Os excessos praticados por alguns setores da indústria de medicamentos e equipamentos médicos foi citado pelo por Cavalcanti. Segundo ele, a indústria farmacêutica investe mais em marketing do que em pesquisas e cerca de metade dos eventos médicos tem apoio dessas instituições. “O médico não pode ser reduzido à condição de garoto propaganda. Sua função é salvar”.

Durante sua palestra feita para cerca de 200 estudantes, o conselheiro citou que o Conselho Federal de Medicina (CFM) trabalha pela adoção de medidas que contribuem para tornar mais transparente e ética a atuação da indústria farmacêutica em relação ao médico e vice-versa. Para Cavalcante, é preciso buscar a cada dia mais a ética e a moralidade. “Devemos evitar situações onde ocorram conflitos de interesses, pois a atividade médica deverá ter sempre como principal foco o que é melhor para os pacientes”, disse.

O encontro ocorreu durante o Seminário “Medicamentos e Inovações: uma visão jurídica, empresarial e social”, evento promovido pelo Centro Universitário de Brasília (Uniceub). Participou também do painel “A era da informação e os medicamentos” o presidente do SINDUSFARMA, Nelson Mussolini.

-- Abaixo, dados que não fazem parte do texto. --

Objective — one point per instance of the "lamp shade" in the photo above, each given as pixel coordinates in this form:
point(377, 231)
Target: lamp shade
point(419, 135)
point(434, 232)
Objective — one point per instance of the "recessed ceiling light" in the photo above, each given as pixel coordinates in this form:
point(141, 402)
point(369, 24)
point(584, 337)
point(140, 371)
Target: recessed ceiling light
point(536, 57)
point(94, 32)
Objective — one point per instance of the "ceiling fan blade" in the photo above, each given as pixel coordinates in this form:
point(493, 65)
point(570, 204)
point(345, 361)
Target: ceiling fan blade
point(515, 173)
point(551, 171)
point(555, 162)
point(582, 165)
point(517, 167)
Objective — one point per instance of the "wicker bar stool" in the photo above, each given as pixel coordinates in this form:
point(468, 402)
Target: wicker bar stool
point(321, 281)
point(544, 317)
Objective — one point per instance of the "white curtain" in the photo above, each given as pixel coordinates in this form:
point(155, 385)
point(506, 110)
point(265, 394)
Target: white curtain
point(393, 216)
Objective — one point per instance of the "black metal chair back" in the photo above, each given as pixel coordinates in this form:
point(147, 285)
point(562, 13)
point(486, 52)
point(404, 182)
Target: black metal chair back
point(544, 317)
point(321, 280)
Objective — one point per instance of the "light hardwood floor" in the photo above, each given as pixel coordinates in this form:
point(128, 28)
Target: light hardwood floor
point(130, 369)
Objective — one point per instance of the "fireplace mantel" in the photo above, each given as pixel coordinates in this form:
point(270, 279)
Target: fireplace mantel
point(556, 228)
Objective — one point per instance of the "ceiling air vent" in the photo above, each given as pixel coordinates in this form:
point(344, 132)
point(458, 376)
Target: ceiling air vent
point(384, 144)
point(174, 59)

Código de Conduta – Durante o debate, o conselheiro do CFM enalteceu que a relação entre os médicos e a indústria farmacêutica no Brasil costuma ser alvo de críticas, mas “não faltam diretrizes. O Código de Ética Médica, do CFM, traz suas recomendações, assim como resoluções dos conselhos regionais de medicina e da Agência Nacional de Vigilância Sanitária (Anvisa), que regula a propaganda de medicamentos”.

Jeancarlo ainda destacou o acordo firmado em 2012 entre o CFM e a Associação da Indústria Farmacêutica de Pesquisa (Interfarma), estabelecendo parâmetros para a relação entre médicos e indústrias. Contudo ele afirmou que “infelizmente, as empresas que compõem a Interfarma só representam metade das que atuam no setor. A outra parcela se recusou a assinar”.

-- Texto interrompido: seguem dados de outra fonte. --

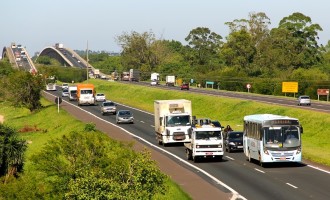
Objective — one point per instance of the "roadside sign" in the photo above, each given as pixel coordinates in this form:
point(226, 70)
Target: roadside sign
point(291, 87)
point(248, 86)
point(58, 100)
point(322, 91)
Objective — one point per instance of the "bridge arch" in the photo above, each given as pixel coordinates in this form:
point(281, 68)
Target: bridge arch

Entre outras resoluções, esse acordo definiu que a presença de médicos em eventos a convite da indústria deve ter como objetivo a disseminação do conhecimento técnico-científico, e não pode ser condicionada a qualquer forma de compensação. Também, somente despesas relacionadas ao evento podem ser cobertas pela indústria.